Vanvik et al. [14] measured anxiety and depression symptom with the Hopkins’ Symptoms Checklist-10 with cut-off point of ≥ 1.85, while the present study included 5 instead of 10 symptoms in the list for anxiety and depression (Hopkins’ Symptoms Checklist-5) with cut-off point ≥2, in line with the recommendation as valid predictor of mood disorder [25].

Only gender (male), which questionnaire was received first, and low birth weight were associated with decreased possibility of participating in our study. Responses to the questionnaire were received from a larger percentage of females (70%) than males (56%), which might part explain the predominance of IBS among females (7.0%) compared to males (2.9%). The difference in birth weight between our twin cohort and non-responders was 29 g (95% CI: 9.3, 49.4, p = 0.004) and could lead to a slightly underestimation of odds for IBS as well as anxiety and depression, and therefore unlikely to influence the comorbidity between these disorders.

Conclusions

The present twin study revealed that both genetic factors and intrauterine factors influence the associations between IBS, anxiety and depression.
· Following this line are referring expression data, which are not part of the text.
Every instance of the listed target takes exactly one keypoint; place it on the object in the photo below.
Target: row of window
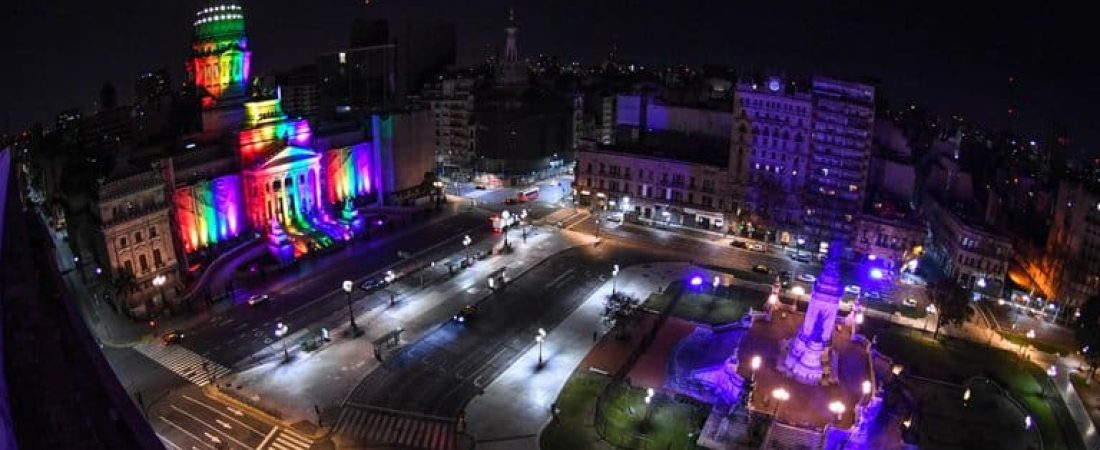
(138, 238)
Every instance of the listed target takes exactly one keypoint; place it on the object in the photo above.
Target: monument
(807, 353)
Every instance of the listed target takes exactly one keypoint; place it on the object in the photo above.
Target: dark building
(524, 132)
(425, 47)
(361, 79)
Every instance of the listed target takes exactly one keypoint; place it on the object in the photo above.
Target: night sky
(952, 58)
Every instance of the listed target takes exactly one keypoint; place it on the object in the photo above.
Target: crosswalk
(395, 428)
(289, 440)
(183, 362)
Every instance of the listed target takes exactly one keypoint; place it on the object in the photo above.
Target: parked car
(373, 284)
(465, 314)
(259, 299)
(172, 337)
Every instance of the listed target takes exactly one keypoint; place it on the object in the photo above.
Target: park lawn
(578, 403)
(1035, 343)
(670, 424)
(955, 360)
(728, 306)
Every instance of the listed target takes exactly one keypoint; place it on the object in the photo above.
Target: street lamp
(540, 338)
(837, 408)
(780, 395)
(281, 330)
(348, 286)
(614, 276)
(158, 282)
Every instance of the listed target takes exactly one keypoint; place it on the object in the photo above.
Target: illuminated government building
(255, 172)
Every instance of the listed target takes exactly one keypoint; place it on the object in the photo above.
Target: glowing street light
(348, 286)
(837, 408)
(281, 330)
(614, 275)
(780, 395)
(539, 338)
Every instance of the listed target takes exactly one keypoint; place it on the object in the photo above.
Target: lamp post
(158, 282)
(780, 395)
(614, 277)
(837, 408)
(539, 338)
(281, 330)
(348, 286)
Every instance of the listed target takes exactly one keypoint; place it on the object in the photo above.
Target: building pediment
(289, 155)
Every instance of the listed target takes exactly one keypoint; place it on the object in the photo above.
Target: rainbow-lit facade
(220, 58)
(297, 195)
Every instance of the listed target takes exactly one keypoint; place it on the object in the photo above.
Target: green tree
(1088, 333)
(952, 302)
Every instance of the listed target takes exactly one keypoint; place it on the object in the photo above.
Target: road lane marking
(267, 438)
(208, 426)
(223, 415)
(168, 441)
(196, 438)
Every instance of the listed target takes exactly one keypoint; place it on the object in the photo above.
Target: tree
(125, 284)
(1088, 333)
(952, 302)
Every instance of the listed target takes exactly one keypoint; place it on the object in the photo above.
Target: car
(259, 299)
(171, 338)
(373, 284)
(465, 314)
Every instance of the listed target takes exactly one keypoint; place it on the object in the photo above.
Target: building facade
(770, 157)
(135, 236)
(969, 252)
(843, 124)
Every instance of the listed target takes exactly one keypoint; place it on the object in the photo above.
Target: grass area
(910, 311)
(955, 360)
(727, 305)
(624, 421)
(573, 428)
(1037, 344)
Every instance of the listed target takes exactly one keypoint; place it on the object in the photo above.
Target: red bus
(528, 195)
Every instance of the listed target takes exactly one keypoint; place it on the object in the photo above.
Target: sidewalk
(516, 406)
(325, 377)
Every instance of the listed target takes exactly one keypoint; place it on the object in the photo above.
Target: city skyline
(1026, 59)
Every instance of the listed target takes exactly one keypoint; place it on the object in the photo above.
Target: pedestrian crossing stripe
(183, 362)
(290, 440)
(399, 429)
The associations between IBS and mental disorders were demonstrated in the case–control study as well as in the co-twin analyses, but only among twins with low birth weight (<2500 g). These findings suggest, for the first time to our knowledge that restricted fetal growth seems to be a common contributing factor to the comorbidity between IBS, anxiety and depression in the low range of birth weight. Furthermore, the associations found in the case–control study did not appear in the co-twin analyses among twins in normal range of birth weight (≥2500 g) suggesting that genetic factors in part could explained the associations between these disorders. Our results might contribute to the understanding of the underlying mechanisms of IBS and the sub-classification of IBS.